While the foregoing three steps appear to be straightforward, there are various ways in which a potential issue may arise and therefore result in a finding of improper cancellation. The New Jersey Supreme Court has held that there needs to be strict compliance with the Statute in order for cancellation to be effective. Sroczynski v. Milek, 197 N.J. 36 (2008).
Consider an example of a policy issued to an employer for a policy period beginning on February 1, 2019 through February 1, 2020. During the policy period, the employer fails to make payments on the policy leading to a cancellation. The carrier sends a notice to the employer on July 1, 2019 stating the following:
“We hereby notify you that the policy identified above will be cancelled effective 12:01 a.m. July 30, 2019 in accordance with the cancellation condition of the policy and that all liability of the Company under such policy will cease at that time. Premium adjustment will be made to the date of cancellation and statement rendered. The reason for this action is: Nonpayment of Premium.”
With respect to the first step in cancelling a policy, a notice needs to be generated by the carrier and sent to the employer with at least 10 days’ notice of the date of the cancellation. So far, our cancellation example appears to comply with subsection (a) of the Statute as the notice is sent on July 1, 2019 and gives more than 10 days’ notice.
Subsection (a) of the Statute also states that this notice must be sent by “registered mail.” The Statute does not define “registered mail.” In practice, the carrier should send the notice to the employer by certified mail. The carrier should retain any and all transmittal information with the USPS regarding sending of the notice of cancellation as these documentary proofs are vital in the carrier’s Motion to Strike Carrier for Lack of Coverage.

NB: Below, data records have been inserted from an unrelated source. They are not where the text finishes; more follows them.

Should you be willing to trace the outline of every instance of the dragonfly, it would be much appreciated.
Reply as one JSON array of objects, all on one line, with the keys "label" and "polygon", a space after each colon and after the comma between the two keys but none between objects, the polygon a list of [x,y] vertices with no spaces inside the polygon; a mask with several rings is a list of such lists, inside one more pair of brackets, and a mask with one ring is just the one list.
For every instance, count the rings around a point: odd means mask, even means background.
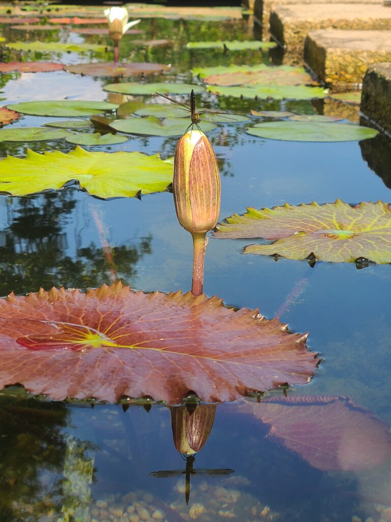
[{"label": "dragonfly", "polygon": [[[173,102],[174,103],[176,103],[177,105],[180,106],[178,108],[182,109],[184,111],[187,111],[190,113],[190,120],[191,120],[191,123],[189,125],[188,128],[186,129],[185,134],[189,129],[191,127],[192,129],[194,125],[197,127],[199,130],[201,130],[201,128],[199,124],[201,122],[201,114],[226,114],[226,113],[224,112],[223,111],[217,111],[215,109],[203,109],[201,111],[199,111],[198,112],[196,111],[196,94],[194,93],[194,89],[191,89],[191,92],[190,92],[190,106],[187,103],[184,103],[181,101],[178,101],[177,100],[174,100],[174,98],[170,98],[169,96],[166,96],[165,94],[162,94],[160,92],[156,92],[157,94],[159,96],[162,96],[163,98],[165,98],[166,100],[168,100],[169,101]],[[227,116],[222,116],[222,117],[224,118],[225,120],[233,120],[233,118],[230,118]]]},{"label": "dragonfly", "polygon": [[190,477],[194,475],[207,475],[209,477],[222,477],[225,475],[230,475],[235,473],[235,470],[228,469],[205,469],[199,468],[194,469],[193,468],[196,457],[194,455],[181,455],[182,458],[186,461],[185,469],[174,469],[167,471],[152,471],[150,473],[151,477],[158,479],[167,479],[170,477],[180,477],[185,475],[186,478],[186,488],[185,490],[185,499],[186,504],[189,504],[190,498]]}]

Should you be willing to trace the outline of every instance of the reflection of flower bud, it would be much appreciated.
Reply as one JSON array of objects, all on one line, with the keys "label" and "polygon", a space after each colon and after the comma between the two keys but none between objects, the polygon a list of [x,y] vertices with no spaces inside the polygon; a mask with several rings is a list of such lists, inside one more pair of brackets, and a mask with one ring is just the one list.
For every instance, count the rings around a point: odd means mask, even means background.
[{"label": "reflection of flower bud", "polygon": [[215,404],[198,405],[194,409],[187,406],[169,407],[175,447],[180,453],[197,453],[206,442],[216,412]]},{"label": "reflection of flower bud", "polygon": [[203,133],[192,130],[178,142],[173,188],[178,220],[184,228],[191,233],[213,228],[220,212],[220,174]]}]

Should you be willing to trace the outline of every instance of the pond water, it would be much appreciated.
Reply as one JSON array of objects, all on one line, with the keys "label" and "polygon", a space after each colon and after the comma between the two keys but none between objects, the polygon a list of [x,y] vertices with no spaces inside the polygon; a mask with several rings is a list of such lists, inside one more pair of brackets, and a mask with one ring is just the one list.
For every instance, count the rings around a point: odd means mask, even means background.
[{"label": "pond water", "polygon": [[[63,63],[112,60],[106,37],[71,33],[70,27],[59,32],[29,32],[29,38],[103,42],[108,51],[92,56],[37,53],[29,57]],[[147,82],[201,84],[192,77],[192,67],[269,63],[267,51],[223,54],[218,50],[184,47],[189,41],[252,39],[251,20],[247,18],[214,22],[144,18],[138,27],[145,31],[143,38],[171,42],[166,47],[135,49],[129,43],[133,35],[123,39],[120,58],[172,64],[172,72],[149,76]],[[12,42],[23,40],[21,33],[7,25],[3,35]],[[3,52],[5,61],[26,56],[16,51]],[[64,71],[13,73],[0,76],[1,96],[7,100],[4,104],[65,99],[121,103],[126,97],[103,90],[113,81]],[[186,96],[175,97],[187,101]],[[160,102],[157,97],[153,99]],[[242,114],[253,109],[313,114],[327,114],[330,101],[218,98],[205,93],[197,96],[197,102],[199,107]],[[357,120],[351,106],[338,105],[341,111],[350,108]],[[13,128],[64,119],[25,115]],[[383,159],[390,157],[390,149],[383,137],[341,143],[277,141],[246,134],[248,124],[219,123],[207,133],[222,174],[221,220],[235,212],[243,213],[247,207],[271,207],[286,201],[321,204],[338,198],[351,204],[389,201],[389,166]],[[177,139],[133,135],[125,143],[88,149],[138,150],[167,158],[175,153]],[[2,157],[23,157],[27,146],[3,143],[0,152]],[[74,148],[62,140],[28,146],[38,152],[66,152]],[[106,243],[124,284],[145,292],[187,292],[190,288],[191,239],[178,223],[169,192],[143,196],[141,200],[104,200],[72,186],[25,197],[3,195],[0,216],[2,295],[11,291],[19,294],[35,292],[41,287],[87,289],[109,284]],[[348,396],[363,409],[363,414],[369,415],[364,410],[370,410],[390,424],[389,265],[370,264],[357,269],[349,263],[317,262],[311,267],[305,260],[282,258],[276,262],[272,257],[243,255],[243,247],[252,242],[210,239],[206,295],[216,295],[236,308],[259,307],[268,318],[278,314],[290,331],[309,331],[308,346],[320,352],[323,361],[311,382],[290,387],[288,397]],[[282,390],[273,395],[284,398]],[[194,463],[194,469],[210,471],[192,475],[188,505],[186,463],[173,444],[166,406],[154,404],[150,409],[147,401],[129,408],[106,404],[93,409],[87,404],[26,398],[16,388],[3,392],[1,404],[1,522],[391,520],[389,458],[363,469],[319,469],[311,465],[313,458],[303,456],[305,452],[291,451],[278,439],[266,436],[268,425],[254,415],[242,414],[240,401],[217,407],[213,429]],[[256,409],[258,403],[251,404]],[[347,407],[353,407],[350,402]],[[314,414],[322,418],[321,412]],[[326,419],[328,427],[333,420]],[[313,437],[306,441],[306,425],[303,423],[300,436],[304,445],[311,445]],[[359,422],[353,423],[352,430],[360,427]],[[321,433],[317,442],[315,437],[314,455],[325,444]],[[295,434],[290,436],[294,438]],[[348,453],[348,438],[344,444],[339,451]],[[213,471],[227,468],[235,472]],[[182,474],[151,474],[179,469]]]}]

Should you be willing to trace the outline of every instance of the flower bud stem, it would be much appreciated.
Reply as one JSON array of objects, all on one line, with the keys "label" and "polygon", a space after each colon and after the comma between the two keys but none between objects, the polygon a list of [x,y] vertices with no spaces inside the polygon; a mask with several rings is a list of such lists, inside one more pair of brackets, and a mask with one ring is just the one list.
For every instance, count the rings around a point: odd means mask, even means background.
[{"label": "flower bud stem", "polygon": [[192,232],[193,238],[193,280],[191,293],[193,295],[201,295],[204,283],[204,259],[206,247],[205,238],[206,232]]}]

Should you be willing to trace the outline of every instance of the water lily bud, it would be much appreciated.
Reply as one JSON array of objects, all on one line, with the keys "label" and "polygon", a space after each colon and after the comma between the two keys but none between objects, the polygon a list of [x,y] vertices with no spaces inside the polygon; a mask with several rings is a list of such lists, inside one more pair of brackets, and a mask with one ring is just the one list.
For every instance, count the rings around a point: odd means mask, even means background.
[{"label": "water lily bud", "polygon": [[206,232],[220,212],[220,174],[213,148],[203,132],[179,139],[174,164],[174,198],[178,220],[192,234]]},{"label": "water lily bud", "polygon": [[187,406],[169,406],[174,443],[185,455],[199,452],[211,433],[216,413],[215,404],[198,405],[192,410]]},{"label": "water lily bud", "polygon": [[108,35],[115,43],[122,38],[122,23],[121,20],[115,18],[108,26]]}]

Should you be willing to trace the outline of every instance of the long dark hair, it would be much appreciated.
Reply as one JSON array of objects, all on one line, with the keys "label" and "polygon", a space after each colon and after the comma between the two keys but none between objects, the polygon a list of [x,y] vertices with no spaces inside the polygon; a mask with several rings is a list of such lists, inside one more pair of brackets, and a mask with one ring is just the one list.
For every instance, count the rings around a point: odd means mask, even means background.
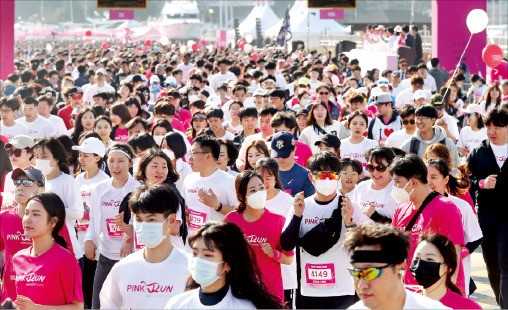
[{"label": "long dark hair", "polygon": [[448,267],[446,272],[446,287],[454,293],[463,296],[462,290],[452,281],[452,275],[457,270],[457,251],[455,245],[447,237],[440,234],[424,234],[420,237],[419,242],[427,241],[432,243],[443,255],[444,264]]},{"label": "long dark hair", "polygon": [[42,151],[46,148],[51,152],[53,158],[58,161],[58,169],[63,173],[70,174],[68,165],[69,153],[57,138],[42,138],[35,142],[32,150],[35,150],[37,147],[42,148]]},{"label": "long dark hair", "polygon": [[65,205],[60,197],[55,193],[39,193],[30,197],[27,201],[27,205],[30,201],[35,200],[42,204],[46,212],[48,212],[48,223],[53,218],[57,218],[57,222],[53,230],[51,231],[51,237],[65,249],[68,249],[67,242],[60,236],[60,230],[65,225]]},{"label": "long dark hair", "polygon": [[[226,274],[226,282],[231,287],[233,296],[250,300],[258,309],[283,308],[278,298],[270,294],[261,282],[256,254],[236,224],[207,222],[189,237],[190,246],[199,238],[204,239],[210,250],[213,251],[215,247],[220,251],[224,262],[231,267]],[[187,290],[197,287],[199,285],[190,277]]]}]

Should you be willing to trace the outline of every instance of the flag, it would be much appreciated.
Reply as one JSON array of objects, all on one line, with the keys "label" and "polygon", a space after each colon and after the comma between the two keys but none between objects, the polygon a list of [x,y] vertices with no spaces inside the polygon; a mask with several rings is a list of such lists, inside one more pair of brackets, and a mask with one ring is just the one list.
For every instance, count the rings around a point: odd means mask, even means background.
[{"label": "flag", "polygon": [[[288,38],[289,34],[289,38]],[[279,35],[277,36],[277,45],[285,47],[286,41],[291,38],[291,24],[289,22],[289,8],[286,10],[284,21],[280,27]]]}]

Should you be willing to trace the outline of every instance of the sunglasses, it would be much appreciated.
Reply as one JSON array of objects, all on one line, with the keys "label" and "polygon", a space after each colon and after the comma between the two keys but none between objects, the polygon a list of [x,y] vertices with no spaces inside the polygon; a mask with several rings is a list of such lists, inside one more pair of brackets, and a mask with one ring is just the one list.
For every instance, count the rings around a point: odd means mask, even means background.
[{"label": "sunglasses", "polygon": [[317,180],[338,180],[339,174],[337,172],[318,172],[314,174]]},{"label": "sunglasses", "polygon": [[23,149],[15,149],[15,148],[7,149],[7,154],[9,154],[9,156],[14,155],[16,157],[20,157],[21,152],[23,152]]},{"label": "sunglasses", "polygon": [[378,172],[385,172],[387,167],[383,166],[383,165],[379,165],[377,167],[374,167],[373,165],[368,164],[366,166],[366,168],[367,168],[367,171],[369,171],[369,172],[374,172],[374,170],[377,170]]},{"label": "sunglasses", "polygon": [[14,186],[20,187],[23,184],[24,187],[32,187],[35,184],[35,181],[23,179],[23,180],[14,180]]},{"label": "sunglasses", "polygon": [[391,267],[393,264],[388,264],[386,266],[381,267],[370,267],[370,268],[353,268],[348,267],[349,273],[355,278],[355,280],[366,280],[371,281],[376,278],[379,278],[381,274],[383,273],[383,269],[387,267]]}]

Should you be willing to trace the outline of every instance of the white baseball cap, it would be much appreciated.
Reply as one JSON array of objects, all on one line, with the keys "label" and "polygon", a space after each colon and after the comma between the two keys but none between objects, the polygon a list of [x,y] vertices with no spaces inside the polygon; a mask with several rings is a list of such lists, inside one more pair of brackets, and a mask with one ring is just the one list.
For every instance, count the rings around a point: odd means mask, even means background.
[{"label": "white baseball cap", "polygon": [[95,137],[87,138],[83,141],[83,143],[81,143],[81,145],[74,145],[72,149],[82,153],[97,154],[100,157],[104,157],[104,155],[106,155],[106,147],[104,146],[104,143]]}]

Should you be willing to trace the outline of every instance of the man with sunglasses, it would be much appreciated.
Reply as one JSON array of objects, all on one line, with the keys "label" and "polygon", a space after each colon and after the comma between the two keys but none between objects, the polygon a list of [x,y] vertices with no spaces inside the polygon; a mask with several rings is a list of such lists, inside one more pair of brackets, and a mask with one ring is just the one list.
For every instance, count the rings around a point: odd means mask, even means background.
[{"label": "man with sunglasses", "polygon": [[386,224],[363,224],[346,233],[349,272],[360,301],[349,309],[446,309],[404,288],[408,236]]},{"label": "man with sunglasses", "polygon": [[443,96],[439,94],[433,95],[430,98],[430,104],[434,106],[437,112],[436,126],[443,128],[448,138],[456,142],[459,138],[459,127],[457,126],[457,120],[446,113]]}]

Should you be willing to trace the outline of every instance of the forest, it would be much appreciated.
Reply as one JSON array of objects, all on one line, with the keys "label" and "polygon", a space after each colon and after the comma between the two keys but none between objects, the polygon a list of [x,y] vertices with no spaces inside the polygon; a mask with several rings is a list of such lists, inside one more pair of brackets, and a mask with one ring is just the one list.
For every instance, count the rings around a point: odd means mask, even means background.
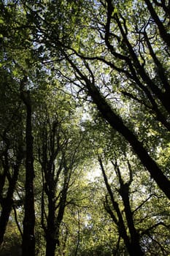
[{"label": "forest", "polygon": [[0,255],[170,256],[170,1],[0,1]]}]

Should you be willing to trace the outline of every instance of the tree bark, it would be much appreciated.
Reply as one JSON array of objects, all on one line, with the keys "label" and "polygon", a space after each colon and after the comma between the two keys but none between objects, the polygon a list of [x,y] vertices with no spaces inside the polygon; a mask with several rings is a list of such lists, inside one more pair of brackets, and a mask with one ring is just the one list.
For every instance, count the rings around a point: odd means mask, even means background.
[{"label": "tree bark", "polygon": [[35,211],[34,192],[34,156],[31,124],[31,102],[29,92],[21,92],[21,99],[26,107],[26,159],[25,184],[25,216],[23,219],[23,256],[35,256]]}]

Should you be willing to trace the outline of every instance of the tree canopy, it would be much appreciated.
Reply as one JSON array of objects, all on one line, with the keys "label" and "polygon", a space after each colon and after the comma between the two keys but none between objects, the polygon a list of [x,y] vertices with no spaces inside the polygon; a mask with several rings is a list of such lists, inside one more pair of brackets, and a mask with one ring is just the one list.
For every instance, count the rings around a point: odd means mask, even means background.
[{"label": "tree canopy", "polygon": [[169,13],[0,1],[2,255],[170,255]]}]

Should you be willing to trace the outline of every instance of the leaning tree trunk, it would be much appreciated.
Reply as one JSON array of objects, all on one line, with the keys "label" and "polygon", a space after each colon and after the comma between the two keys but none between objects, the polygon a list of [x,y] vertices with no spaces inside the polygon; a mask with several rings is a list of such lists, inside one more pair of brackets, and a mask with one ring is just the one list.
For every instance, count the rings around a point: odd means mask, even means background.
[{"label": "leaning tree trunk", "polygon": [[25,216],[23,219],[23,256],[35,256],[35,211],[34,192],[34,156],[31,102],[29,91],[21,91],[21,99],[26,107],[26,159],[25,183]]}]

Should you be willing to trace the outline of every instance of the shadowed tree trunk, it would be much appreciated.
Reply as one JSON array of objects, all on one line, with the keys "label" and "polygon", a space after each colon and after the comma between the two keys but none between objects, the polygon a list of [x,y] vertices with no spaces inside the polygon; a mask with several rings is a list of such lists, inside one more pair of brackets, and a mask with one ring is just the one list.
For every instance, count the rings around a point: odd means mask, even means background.
[{"label": "shadowed tree trunk", "polygon": [[[27,78],[24,78],[21,84],[20,96],[26,108],[26,181],[25,181],[25,215],[23,219],[23,236],[22,249],[23,256],[35,256],[35,211],[34,192],[34,156],[32,123],[31,123],[31,102],[29,91],[23,91],[24,83]],[[22,87],[23,86],[23,87]]]}]

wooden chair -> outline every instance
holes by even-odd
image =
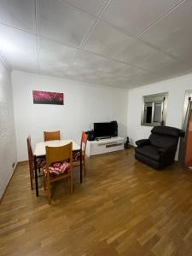
[[[46,146],[46,166],[44,168],[44,181],[48,189],[48,201],[51,202],[51,184],[68,178],[73,192],[73,143],[61,147]]]
[[[84,176],[86,175],[85,151],[86,151],[86,146],[87,146],[87,139],[88,139],[88,135],[84,131],[82,131],[80,148],[81,148],[81,152],[82,152],[82,166],[84,167]],[[73,154],[73,161],[74,163],[74,165],[73,165],[74,166],[78,166],[80,165],[80,153],[79,152],[74,152]]]
[[[44,142],[60,140],[60,131],[44,131]]]
[[[28,161],[29,161],[29,173],[30,173],[30,183],[31,183],[31,189],[33,189],[33,183],[32,180],[35,177],[34,175],[34,156],[31,143],[31,137],[28,136],[26,138],[27,143],[27,151],[28,151]],[[40,172],[40,169],[43,168],[43,166],[45,165],[45,159],[44,158],[38,158],[37,159],[37,167],[38,169],[38,172]],[[39,174],[38,177],[42,177],[43,174]]]

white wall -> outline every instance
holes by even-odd
[[[93,122],[117,120],[119,135],[126,136],[126,90],[96,87],[83,83],[24,72],[12,72],[18,160],[27,159],[26,137],[34,144],[44,131],[61,131],[62,138],[80,141],[82,131]],[[32,103],[32,90],[63,92],[65,105]]]
[[[192,90],[192,74],[130,90],[127,134],[131,144],[148,138],[152,129],[141,125],[143,96],[168,91],[166,125],[181,128],[186,90]]]
[[[0,60],[0,198],[16,166],[16,145],[14,123],[10,72]]]

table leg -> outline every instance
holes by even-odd
[[[37,157],[34,155],[34,169],[35,169],[35,190],[36,196],[38,196],[38,168],[37,168]]]
[[[80,183],[82,183],[82,150],[80,149]]]

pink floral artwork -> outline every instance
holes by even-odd
[[[33,104],[63,105],[63,93],[32,90]]]

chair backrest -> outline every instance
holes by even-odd
[[[155,126],[149,137],[151,145],[158,148],[177,148],[181,131],[170,126]]]
[[[46,164],[49,166],[52,163],[67,160],[73,162],[73,143],[70,143],[61,147],[46,146]]]
[[[60,131],[44,131],[44,142],[60,140]]]
[[[27,143],[27,151],[28,151],[28,160],[29,160],[29,168],[32,171],[33,166],[33,153],[31,143],[31,137],[28,136],[26,138]]]
[[[82,131],[82,136],[81,136],[81,150],[84,154],[85,154],[86,146],[87,146],[87,140],[88,140],[88,135],[84,131]]]

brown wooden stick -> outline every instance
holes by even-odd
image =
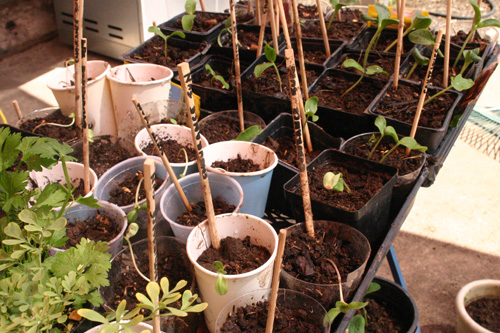
[[[444,38],[444,69],[443,88],[448,87],[450,71],[450,45],[451,45],[451,6],[453,0],[446,1],[446,36]]]
[[[156,220],[155,220],[155,161],[152,158],[144,161],[144,190],[146,191],[146,202],[148,205],[148,253],[149,253],[149,280],[158,282],[158,252],[156,249]],[[158,299],[152,300],[157,305]],[[155,311],[153,316],[153,330],[160,332],[160,310]]]
[[[17,103],[17,99],[12,100],[12,105],[14,106],[14,110],[16,110],[17,118],[21,119],[23,117],[23,113],[21,112],[19,103]]]
[[[198,119],[196,118],[196,110],[194,107],[193,90],[191,88],[193,85],[193,80],[191,78],[191,71],[187,62],[183,62],[177,65],[177,70],[179,71],[179,80],[181,81],[182,90],[184,91],[184,100],[186,101],[190,112],[190,115],[188,115],[187,119],[189,127],[191,127],[191,133],[193,134],[193,143],[197,153],[196,156],[198,162],[198,170],[200,172],[203,198],[205,200],[205,207],[207,210],[208,230],[210,233],[212,246],[217,250],[220,248],[220,239],[217,232],[217,226],[215,225],[214,204],[212,201],[210,185],[208,183],[208,174],[207,168],[205,166],[205,158],[203,157]]]
[[[295,80],[297,75],[297,70],[295,68],[295,59],[293,57],[293,50],[285,50],[286,67],[288,71],[288,84],[290,85],[290,91],[292,94],[292,116],[293,116],[293,127],[294,127],[294,137],[295,143],[297,145],[297,156],[298,156],[298,168],[300,175],[300,187],[302,190],[302,205],[304,206],[304,215],[307,234],[314,238],[314,223],[311,207],[311,195],[309,192],[309,180],[307,178],[307,163],[306,154],[304,149],[304,141],[302,136],[302,121],[300,119],[299,111],[299,100],[297,96],[298,86]]]
[[[250,3],[250,0],[248,0]],[[233,31],[234,76],[236,77],[236,100],[238,101],[238,119],[240,132],[245,130],[245,116],[243,114],[243,96],[241,95],[241,68],[240,52],[238,50],[238,31],[236,29],[236,2],[229,0],[231,10],[231,30]]]
[[[88,194],[90,192],[90,161],[89,161],[89,122],[88,122],[89,119],[87,112],[87,38],[82,38],[81,50],[82,50],[81,88],[82,88],[82,129],[83,129],[83,188],[85,194]]]
[[[274,261],[273,282],[271,284],[271,297],[269,298],[269,310],[267,311],[266,333],[273,331],[274,314],[276,313],[276,301],[278,300],[278,289],[280,284],[281,263],[285,252],[286,229],[281,229],[278,236],[278,252]]]
[[[432,55],[429,60],[429,67],[427,67],[427,73],[425,74],[424,82],[422,83],[422,91],[420,93],[420,99],[418,100],[417,111],[415,112],[415,118],[413,119],[413,125],[410,131],[410,137],[415,138],[415,133],[417,133],[418,122],[420,121],[420,115],[422,114],[422,108],[424,107],[425,96],[427,95],[428,82],[432,77],[432,70],[434,69],[434,63],[436,61],[437,50],[441,44],[441,38],[443,37],[443,31],[439,30],[436,37],[436,42],[434,43],[434,49],[432,50]],[[406,155],[410,155],[410,148],[406,148]]]
[[[398,1],[398,18],[399,18],[398,44],[396,46],[396,59],[394,61],[394,82],[392,86],[394,90],[398,89],[398,84],[399,84],[399,67],[401,65],[401,53],[403,51],[403,30],[405,26],[405,18],[404,18],[405,7],[406,7],[406,0],[399,0]]]
[[[83,35],[83,0],[73,0],[73,57],[75,58],[75,126],[82,128],[82,64],[80,46]],[[79,134],[80,135],[80,134]]]
[[[318,10],[319,23],[321,26],[321,33],[323,34],[323,43],[325,44],[326,57],[330,57],[332,53],[330,52],[330,43],[328,42],[328,31],[326,30],[325,17],[321,11],[321,0],[316,0],[316,7]]]
[[[165,169],[167,169],[168,175],[170,176],[170,179],[172,180],[172,183],[174,183],[175,188],[177,189],[177,192],[179,193],[179,196],[181,197],[182,203],[186,207],[186,209],[190,212],[193,210],[191,207],[191,204],[189,203],[189,200],[186,197],[186,194],[182,190],[181,184],[179,184],[179,180],[177,180],[177,176],[175,175],[174,170],[172,169],[172,166],[170,166],[170,163],[168,161],[167,155],[160,149],[160,146],[158,145],[158,139],[156,138],[156,134],[153,132],[151,129],[151,125],[149,124],[148,117],[146,116],[146,113],[142,109],[141,104],[139,104],[139,101],[137,98],[132,98],[132,103],[134,103],[135,109],[137,110],[137,113],[139,113],[139,118],[142,121],[142,124],[146,128],[146,131],[149,134],[149,137],[151,138],[151,141],[153,142],[153,146],[155,147],[156,153],[160,156],[163,165],[165,166]]]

The sending of the notice of the cancellation to the employer is not the end of the journey for the carrier. The carrier must also submit a “like notice” to the office of the Commissioner of Banking and Insurance. The Statute does not require “exact same notice,” but rather states “like notice.” The Commissioner of Banking and Insurance in New Jersey has designated the Compensation Rating and Inspection Bureau (CRIB) as the entity to receive the like notice.
CRIB requires that the like notice be submitted electronically and has provided a reference form to be used by carriers for the submittal of like notice.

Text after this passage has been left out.